Tolero, luego existo

Artículos de ocasión

Desde hace una década, el verbo ‘tolerar’ se conjuga en todas sus acepciones. Hay gente que demanda la tolerancia cero para diversos accidentes sociales. Es otro de esos intentos por proscribir todo lo abominable, pero me temo que en el territorio de los humanos, por más que nos empeñemos, nunca será posible dejar del todo fuera de combate cosas que nos resultan odiosas. Luego están los intolerantes, que son aquellos que dan un paso más y se muestran excesivamente agresivos con lo que no soportan. Se habla de intolerantes en el fútbol, en la política, en lo sexual o racial, y hasta en la religión, que debería ser el principio básico del respeto mutuo y que, a menudo, en todas sus variantes, es una excusa para atacar al distinto, amargar al que disfruta y atropellar al débil. En este rasgo de intolerancia casi universal, desde hace tiempo sorprende la gente que se declara intolerante a numerosos alimentos. Invitas a alguien a comer a casa y te informa de que es intolerante a los lácteos, a los hidratos, a los sulfitos, al agua del grifo, al embutido o la fructosa. A mí, que no tengo ni puñetera idea de qué es nada de todo eso, me educaron para comer todo aquello que me pusieran en el plato. Bien es cierto que, cuando adquirí la potestad de elegir, fui suprimiendo los productos que peor me sentaban o a los que no sacaba gusto. Aunque, como le sucede a todo el mundo, con la edad te cambia el paladar y, aunque detestes de niño la remolacha, las espinacas o el bacalao, con los años conoces a gente que los prepara de maravilla y aprendes a apreciarlos.

Hace poco leímos en la prensa una serie de estudios científicos que venían a decir que los test de intolerancia alimentaria a los que se someten muchos súbditos de la eterna salud tienen algo de tocomocho. Por supuesto que todo diagnóstico te puede acertar, aunque te lo haga la pitonisa más insolvente del mundo. Solo faltaría que se pueda ganar la lotería y que no te acierte el consejo de cualquier indocumentado. Si a mí alguien me dice que las aceitunas son la causa de mi dolor de cabeza, pruebo a ver si tiene razón. Soy crédulo, como la mayoría de la gente. Pero de una década a esta parte hay más gente a la que le han descubierto un montón de alimentos a los que es intolerante que premiados con la bonoloto. Y se muestran orgullosos de su intolerancia. Algo así como si uno se sentara a comer y dijera que es intolerante a los idiotas y los cenizos, por lo cual quedan desinvitados la mitad de los comensales. No tengo nada contra la gente que hace dietas. Adelgazar es la segunda profesión de todos los humanos tras la de engordar. Es decir, que comer y no comer son las dos acciones a las que dedicamos más inventiva y esfuerzo. Pero disfrazar tu apetito o tu capacidad de resistencia con una capa de ciencia de dudosa veracidad no deja de ser un poco abstruso.

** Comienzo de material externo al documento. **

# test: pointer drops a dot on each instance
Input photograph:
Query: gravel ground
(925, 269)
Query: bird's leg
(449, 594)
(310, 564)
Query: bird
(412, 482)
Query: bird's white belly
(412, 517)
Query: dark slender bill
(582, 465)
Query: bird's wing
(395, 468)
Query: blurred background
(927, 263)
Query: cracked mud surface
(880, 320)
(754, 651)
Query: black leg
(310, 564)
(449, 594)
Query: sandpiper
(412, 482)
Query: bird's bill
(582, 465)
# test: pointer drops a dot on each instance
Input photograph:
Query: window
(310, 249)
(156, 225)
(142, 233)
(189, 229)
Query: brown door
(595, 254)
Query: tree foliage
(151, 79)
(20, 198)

En realidad, el negocio del análisis de las intolerancias, salvo en los casos en que una persona experimenta reacciones alérgicas o derivaciones insoportables, se ha convertido en solo eso, un negocio más asociado a la salud y la cosmética. Todo el mundo sabe, si observa su propio cuerpo, lo que le sienta bien y mal. Lo cual no te convierte en un tipo perfecto, porque tomar lo que te sienta mal es a veces un placer incontrovertible. También tengo un amigo que sostiene que matan más las renuncias que los malos alimentos y demuestra con datos que hay gente que ha muerto demasiado joven tan solo por renunciar por completo al pan, al ajo, a la cebolla, al chorizo y a los huevos fritos. Supongo que esas muertes se deben a la intolerancia del propio cuerpo al tipo que le ha tocado en suerte. Pero en estos asuntos es mejor no entrar en polémicas. A cualquiera que le funcione lo que ha elegido como guía personal, adelante, su vida es suya. Solo conviene acordarse de que a veces llamamos ‘ciencia’ a lo que es mera superstición con envoltorio académico.